For my sister’s 50th birthday, we got together a group of 6 friends and decided to hike Japan’s Nakasendo Trail, the old “high road” or pony express trail from Kyōto to Tōkyō, from ryokan to ryokan (hot-spring inns). We booked a 6-day self-guided hiking tour with Oku Japan, and when we did, I checked the average daily highs along our proposed route. They were a little on the warm side–low 80s–nothing to freak out about. Climate change had other plans, however, and we landed at Narita to scorching temperatures that made the idea of soaking in *a* hot spring, much less 5 of them, seem distinctly unappealing. Not to mention there was a typhoon heading our way.
Nevertheless, we soldiered on, breakfasting in the shade amid the charming treehouses at Tsubakimori Komuna before strolling (slowly) past the lotus pond in Chiba Koen up to the piney overlook over the lake. We picked up some delightful baked goods at the bakery attached to Records Diner before grabbing our backpacks from our hotel (the reasonably priced and comfortable Daiwa Roynet, another branch of which we also stayed in the following night) and embarked on our train journey into Tōkyō.

We had decided on Chiba because it was only one stop from the airport on the Narita express and wasn’t touristy: we thought it would be nice to be somewhere quiet and different for our first night off the plane rather than the usual Asakusa or Shinjuku neighborhoods in Tōkyō. It was perhaps a little too different: our conductor tried to stop us from getting off the train at Chiba Station, assuming we were lost.

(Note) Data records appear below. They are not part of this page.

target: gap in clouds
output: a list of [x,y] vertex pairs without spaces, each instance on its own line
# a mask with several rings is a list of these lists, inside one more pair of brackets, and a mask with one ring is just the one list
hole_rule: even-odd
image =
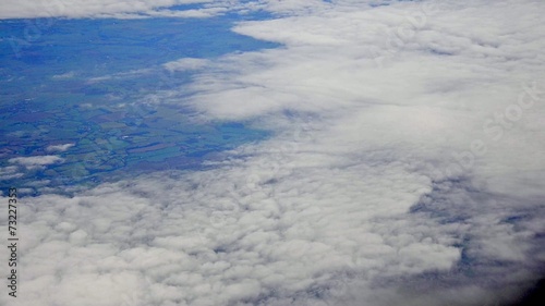
[[[237,147],[204,171],[32,198],[25,302],[481,306],[517,298],[545,258],[543,64],[534,49],[543,46],[535,26],[543,4],[460,1],[427,11],[425,24],[400,38],[399,27],[414,29],[408,15],[426,12],[420,2],[337,1],[328,10],[264,2],[288,14],[235,30],[283,48],[226,56],[187,86],[148,99],[189,103],[207,120],[250,121],[274,137]],[[524,94],[519,105],[532,82],[535,98]],[[483,127],[488,121],[493,128]],[[475,140],[486,150],[473,149]],[[468,151],[472,161],[460,161]],[[56,295],[45,294],[51,289]]]

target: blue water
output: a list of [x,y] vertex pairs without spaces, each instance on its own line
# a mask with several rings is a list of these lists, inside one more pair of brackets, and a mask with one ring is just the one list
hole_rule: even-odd
[[[218,152],[267,137],[244,122],[195,121],[183,101],[142,103],[148,95],[191,82],[192,72],[172,75],[164,63],[277,47],[232,33],[238,21],[235,14],[0,21],[0,169],[16,166],[10,162],[15,157],[64,159],[20,166],[24,175],[0,181],[2,187],[63,192],[148,171],[199,169]],[[46,151],[68,143],[75,146]]]

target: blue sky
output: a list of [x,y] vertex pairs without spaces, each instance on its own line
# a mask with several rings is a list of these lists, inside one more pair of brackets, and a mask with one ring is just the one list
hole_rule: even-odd
[[[213,33],[232,49],[142,56],[152,41],[125,69],[37,77],[270,134],[201,169],[25,197],[21,305],[502,305],[542,277],[544,3],[32,2],[2,2],[2,26],[228,21]],[[172,78],[133,93],[134,74]],[[0,174],[77,149],[43,146]]]

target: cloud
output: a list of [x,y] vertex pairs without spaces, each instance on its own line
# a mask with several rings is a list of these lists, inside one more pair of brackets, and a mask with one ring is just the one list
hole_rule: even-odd
[[[373,3],[262,1],[280,15],[234,30],[283,48],[222,57],[157,93],[270,139],[207,170],[23,198],[21,301],[514,298],[545,259],[544,4]],[[193,65],[167,66],[180,63]]]
[[61,151],[61,152],[63,152],[73,146],[74,146],[74,144],[52,145],[52,146],[48,146],[46,148],[46,151]]
[[210,64],[209,60],[205,59],[193,59],[185,58],[177,61],[168,62],[162,66],[168,71],[187,71],[187,70],[201,70]]
[[55,163],[61,163],[63,161],[64,161],[64,159],[62,159],[58,156],[53,156],[53,155],[32,156],[32,157],[15,157],[15,158],[11,158],[9,160],[9,162],[11,162],[11,163],[19,163],[21,166],[26,167],[27,169],[48,166],[48,164],[55,164]]
[[[148,13],[165,15],[165,10],[155,11],[160,8],[168,8],[179,4],[209,3],[211,0],[55,0],[40,1],[33,0],[14,1],[7,0],[0,4],[0,19],[33,19],[33,17],[89,17],[119,15],[124,13]],[[203,16],[211,11],[198,13],[197,10],[191,12],[171,12],[175,16]]]

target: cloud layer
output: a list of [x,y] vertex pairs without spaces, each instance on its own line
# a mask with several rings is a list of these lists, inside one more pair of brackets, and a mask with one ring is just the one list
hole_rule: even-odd
[[21,305],[516,298],[545,260],[545,7],[377,3],[261,1],[283,16],[234,30],[283,48],[157,93],[271,139],[23,199]]

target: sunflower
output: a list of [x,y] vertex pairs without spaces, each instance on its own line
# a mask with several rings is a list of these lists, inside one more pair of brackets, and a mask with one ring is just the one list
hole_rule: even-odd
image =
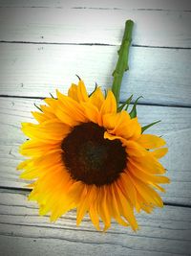
[[169,179],[158,159],[167,149],[162,138],[142,134],[138,117],[118,111],[111,90],[105,94],[96,87],[88,95],[79,80],[68,96],[56,91],[56,99],[45,99],[32,112],[38,124],[22,124],[30,140],[18,169],[33,180],[29,198],[51,221],[76,208],[77,225],[88,213],[97,230],[107,230],[112,219],[137,230],[135,211],[163,205],[156,189],[163,192],[159,184]]

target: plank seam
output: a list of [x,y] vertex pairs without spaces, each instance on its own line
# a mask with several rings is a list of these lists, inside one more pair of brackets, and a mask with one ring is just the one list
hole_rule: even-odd
[[[62,6],[55,7],[46,7],[46,6],[0,6],[0,9],[61,9],[64,10],[66,8]],[[162,9],[162,8],[108,8],[108,7],[69,7],[67,9],[74,9],[74,10],[100,10],[100,11],[122,11],[122,10],[132,10],[132,11],[140,11],[140,12],[190,12],[191,10],[171,10],[171,9]]]
[[[119,46],[119,44],[110,44],[110,43],[65,43],[65,42],[34,42],[34,41],[9,41],[9,40],[0,40],[0,43],[13,43],[13,44],[40,44],[40,45],[74,45],[74,46]],[[158,46],[158,45],[144,45],[144,44],[132,44],[132,47],[139,48],[151,48],[151,49],[172,49],[172,50],[191,50],[191,47],[180,47],[180,46]]]
[[[39,96],[19,96],[19,95],[7,95],[0,94],[0,98],[13,98],[13,99],[29,99],[29,100],[44,100],[48,97],[39,97]],[[123,104],[124,102],[120,102]],[[132,101],[132,105],[135,101]],[[151,105],[151,106],[166,106],[166,107],[180,107],[180,108],[191,108],[191,105],[165,105],[165,104],[155,104],[155,103],[138,103],[138,105]]]

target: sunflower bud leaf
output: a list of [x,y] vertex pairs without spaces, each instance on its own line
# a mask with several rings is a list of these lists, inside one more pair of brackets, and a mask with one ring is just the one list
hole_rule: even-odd
[[161,122],[161,120],[156,121],[156,122],[151,123],[151,124],[149,124],[149,125],[147,125],[145,127],[142,127],[141,128],[141,133],[143,133],[147,128],[153,127],[154,125],[156,125],[156,124],[159,123],[159,122]]
[[133,98],[133,94],[123,104],[121,104],[120,106],[118,106],[117,112],[120,112],[125,106],[126,106],[125,110],[127,110],[129,105],[131,104],[132,98]]
[[138,101],[140,98],[143,98],[143,97],[140,96],[140,97],[138,97],[138,98],[136,100],[136,102],[135,102],[135,104],[134,104],[134,105],[133,105],[133,107],[132,107],[132,110],[131,110],[131,112],[129,113],[129,115],[130,115],[131,118],[135,118],[135,117],[137,117],[137,104],[138,104]]
[[91,94],[89,95],[89,97],[91,97],[93,95],[93,93],[96,92],[96,88],[98,87],[97,83],[96,82],[95,84],[95,89],[93,90],[93,92],[91,92]]

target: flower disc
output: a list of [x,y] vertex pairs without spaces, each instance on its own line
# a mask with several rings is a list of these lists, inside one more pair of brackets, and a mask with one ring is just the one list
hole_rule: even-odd
[[30,199],[51,221],[76,208],[76,223],[89,213],[96,229],[111,220],[138,229],[134,211],[150,213],[162,200],[156,189],[168,183],[159,162],[166,152],[165,141],[142,134],[138,118],[117,112],[112,91],[100,87],[91,96],[85,85],[72,84],[68,96],[45,99],[41,112],[32,112],[38,124],[25,123],[30,140],[21,146],[29,159],[18,169],[22,178],[34,180]]

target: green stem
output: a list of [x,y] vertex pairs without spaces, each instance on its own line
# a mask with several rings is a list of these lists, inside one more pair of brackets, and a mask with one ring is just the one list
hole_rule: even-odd
[[112,85],[112,91],[117,100],[117,105],[118,106],[120,86],[122,81],[123,73],[129,69],[128,57],[129,47],[132,41],[132,31],[134,22],[127,20],[125,22],[125,32],[123,35],[122,42],[118,50],[118,60],[115,71],[113,72],[114,81]]

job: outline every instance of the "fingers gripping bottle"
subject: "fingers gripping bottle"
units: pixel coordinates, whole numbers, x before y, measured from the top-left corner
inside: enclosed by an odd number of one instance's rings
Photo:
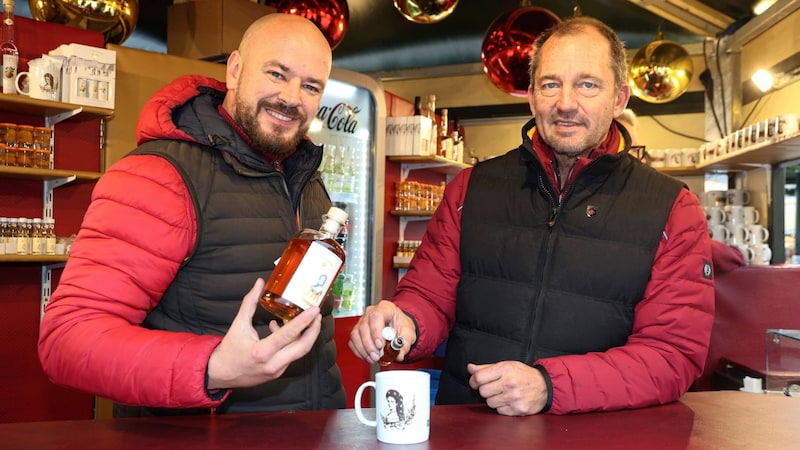
[[[305,229],[289,241],[267,280],[262,307],[288,322],[322,303],[344,267],[344,250],[335,237],[345,222],[347,213],[331,207],[319,231]]]

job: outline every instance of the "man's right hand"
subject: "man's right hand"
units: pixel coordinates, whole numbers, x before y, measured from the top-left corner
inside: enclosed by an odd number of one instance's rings
[[[381,300],[377,305],[367,307],[364,315],[350,332],[350,350],[364,361],[378,362],[386,343],[381,332],[387,326],[394,328],[397,335],[403,336],[406,340],[397,355],[397,360],[403,361],[411,346],[417,342],[416,326],[406,313],[387,300]]]
[[[307,354],[319,336],[319,307],[309,308],[283,326],[270,322],[272,332],[258,338],[253,314],[264,290],[259,278],[242,300],[239,313],[208,359],[208,390],[251,387],[280,377],[293,361]]]

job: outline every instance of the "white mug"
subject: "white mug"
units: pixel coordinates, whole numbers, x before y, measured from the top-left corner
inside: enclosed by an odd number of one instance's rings
[[[769,248],[769,245],[757,244],[751,245],[750,248],[753,250],[753,259],[750,260],[750,264],[766,266],[772,260],[772,249]]]
[[[706,220],[708,221],[708,225],[724,225],[725,221],[727,220],[728,215],[725,214],[725,210],[723,210],[719,206],[706,206],[703,208],[706,212]]]
[[[15,83],[17,92],[22,95],[41,100],[60,101],[61,65],[55,58],[42,56],[32,59],[28,61],[28,71],[18,73]]]
[[[369,387],[375,389],[375,420],[367,419],[361,408],[361,396]],[[431,376],[421,370],[378,372],[375,381],[358,387],[355,408],[358,420],[375,427],[381,442],[427,441],[431,431]]]
[[[747,225],[747,229],[750,230],[751,245],[763,244],[769,239],[769,231],[757,223]]]
[[[747,205],[750,203],[750,191],[744,189],[728,189],[727,203],[729,205]]]
[[[711,239],[720,242],[728,242],[731,236],[731,232],[728,230],[728,227],[722,224],[709,226],[708,233],[711,236]]]

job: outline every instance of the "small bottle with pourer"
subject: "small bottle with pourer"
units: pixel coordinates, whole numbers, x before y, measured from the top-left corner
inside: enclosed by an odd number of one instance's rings
[[[335,238],[347,222],[347,213],[331,207],[322,219],[319,231],[305,229],[289,241],[259,300],[284,322],[319,306],[344,267],[345,253]]]
[[[397,359],[400,349],[406,343],[403,336],[398,336],[394,328],[386,327],[381,331],[381,337],[386,341],[383,349],[381,350],[381,357],[378,359],[378,364],[381,366],[388,366]]]

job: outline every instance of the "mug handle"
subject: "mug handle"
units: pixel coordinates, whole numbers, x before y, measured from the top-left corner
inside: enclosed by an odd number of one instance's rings
[[[377,415],[375,416],[375,420],[369,420],[366,417],[364,417],[364,413],[361,412],[361,395],[364,393],[364,390],[367,389],[368,387],[375,389],[375,382],[367,381],[361,386],[359,386],[358,390],[356,391],[356,404],[355,404],[356,416],[358,417],[358,420],[360,420],[361,423],[363,423],[364,425],[369,425],[371,427],[374,427],[378,424],[378,416]]]
[[[19,78],[21,76],[23,76],[23,75],[25,75],[26,77],[30,78],[30,74],[28,72],[20,72],[20,73],[17,74],[16,78],[14,78],[14,86],[17,88],[17,93],[18,94],[30,97],[30,95],[31,95],[31,93],[30,93],[30,90],[31,90],[30,81],[28,82],[28,92],[23,91],[22,87],[19,85]]]

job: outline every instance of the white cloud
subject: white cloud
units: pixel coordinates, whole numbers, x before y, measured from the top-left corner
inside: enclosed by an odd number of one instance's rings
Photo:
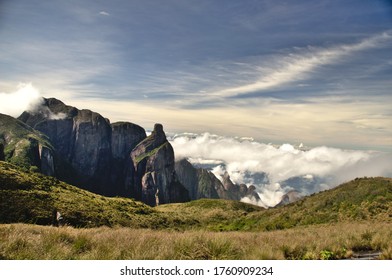
[[[41,94],[31,83],[21,83],[11,93],[0,93],[0,113],[13,117],[18,117],[23,111],[34,110],[41,103]]]
[[[110,16],[110,14],[109,14],[108,12],[105,12],[105,11],[100,11],[100,12],[99,12],[99,15],[100,15],[100,16],[106,16],[106,17],[107,17],[107,16]]]
[[[309,186],[304,184],[301,189],[303,194],[309,194],[356,177],[392,176],[392,156],[387,153],[325,146],[302,150],[290,144],[274,146],[209,133],[176,135],[171,144],[177,159],[215,164],[213,172],[218,178],[227,171],[238,184],[255,184],[265,206],[274,206],[280,201],[289,190],[281,183],[293,177],[308,180]],[[263,172],[268,175],[268,183],[255,180]]]

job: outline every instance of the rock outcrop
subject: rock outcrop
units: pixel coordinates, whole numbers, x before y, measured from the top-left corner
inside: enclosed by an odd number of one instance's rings
[[[55,98],[44,99],[36,111],[24,112],[19,120],[48,136],[59,155],[59,179],[107,196],[131,195],[132,184],[126,181],[133,169],[129,155],[146,138],[143,128],[127,122],[110,124],[98,113]]]
[[[155,124],[151,135],[133,149],[131,158],[135,198],[151,206],[189,200],[188,191],[177,179],[173,147],[161,124]]]
[[[175,169],[179,181],[188,190],[192,200],[200,198],[241,200],[244,197],[249,197],[255,201],[260,200],[255,186],[236,185],[231,181],[227,172],[220,181],[211,171],[204,168],[195,168],[186,159],[177,161]]]
[[[131,151],[145,139],[145,130],[133,123],[117,122],[112,127],[112,163],[110,182],[113,186],[109,195],[132,196],[135,169],[130,157]]]

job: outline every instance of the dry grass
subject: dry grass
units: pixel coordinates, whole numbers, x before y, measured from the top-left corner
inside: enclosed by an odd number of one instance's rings
[[[380,250],[392,259],[391,223],[344,223],[271,232],[0,225],[1,259],[342,259]]]

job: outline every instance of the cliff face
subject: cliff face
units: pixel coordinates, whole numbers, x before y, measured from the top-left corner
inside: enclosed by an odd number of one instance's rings
[[[134,193],[137,199],[155,206],[189,200],[188,191],[177,180],[174,151],[161,124],[131,153],[134,163]]]
[[[133,168],[131,150],[146,137],[143,128],[111,125],[98,113],[54,98],[44,99],[37,111],[24,112],[19,119],[50,139],[60,157],[57,177],[95,193],[130,196],[125,174]]]
[[[134,191],[135,168],[130,157],[136,145],[146,138],[145,130],[133,123],[117,122],[111,124],[111,174],[113,186],[110,195],[129,197]]]
[[[184,185],[192,200],[200,198],[221,198],[228,200],[241,200],[244,197],[260,200],[256,188],[251,185],[234,184],[226,172],[220,181],[211,171],[204,168],[195,168],[186,159],[175,164],[179,181]]]

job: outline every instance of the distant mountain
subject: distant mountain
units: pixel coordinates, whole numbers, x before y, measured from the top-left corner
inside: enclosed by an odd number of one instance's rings
[[[175,164],[179,181],[189,191],[192,200],[200,198],[221,198],[241,200],[244,197],[260,200],[254,186],[234,184],[228,173],[220,181],[211,171],[194,167],[187,159],[181,159]]]
[[[110,123],[99,113],[55,98],[44,98],[34,111],[23,112],[18,119],[6,115],[0,119],[0,160],[36,168],[97,194],[131,197],[151,206],[257,195],[230,179],[222,185],[203,169],[176,170],[173,148],[160,124],[147,137],[136,124]],[[184,178],[192,178],[194,172],[196,183],[185,186]]]
[[[43,133],[0,114],[0,160],[53,176],[55,152]]]
[[[53,177],[0,161],[0,223],[51,224],[53,211],[77,227],[280,230],[358,221],[391,221],[392,179],[361,178],[271,209],[223,199],[199,199],[151,208],[128,198],[108,198]]]

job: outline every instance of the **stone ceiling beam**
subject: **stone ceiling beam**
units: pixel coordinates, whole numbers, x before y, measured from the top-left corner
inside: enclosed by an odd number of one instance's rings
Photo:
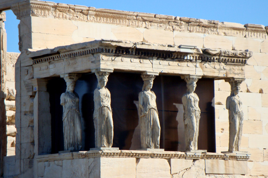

The rain that picked up mid-day cooled things down, from 90°F to 87°F (sigh). So instead of heading out to poke around our new neighborhood in Shinagawa City, we sought the air-conditioned havens of a ramen shop (the excellent Rokurinsha) and a tea cafe with nice views over the eco-modern ThinkPark complex near Ōsaki station. When the sun finally ducked behind buildings and clouds around 4 pm, we headed out to Togoshi-Ginza, the longest shopping street in Tōkyō and one of the older ones, paved with bricks from the original Ginza shōtengai after it was destroyed in the 1923 Kanto earthquake. It’s a workaday affair, crammed with spots to buy brooms and meat croquettes and plastic laundry baskets–alongside an increasing assortment of boutiques like Solco, which specializes in artisan salts from all over Japan, and Mokumoku Ishi with it’s jewel-box collection of handmade textiles, wooden spoons, and ceramics. It was a Sunday, and a lot of places were closed, but the place was still jumping with packs of kids, commuters swerving through on their bikes, and dainty groups of older ladies eating ice cream cones in their summer yukata. We ate delicious okonomiyaki at an eye-wateringly smoky little dive at the end of the street (Okonomiyaki Yu), caught a beer with our friend Birgit and her friend Shoichi at a great little yakitori place by the station (Kushiyaki Shinobu), then dragged ourselves back up the hill to a cold shower and early bed before catching our train to start our hike the next morning.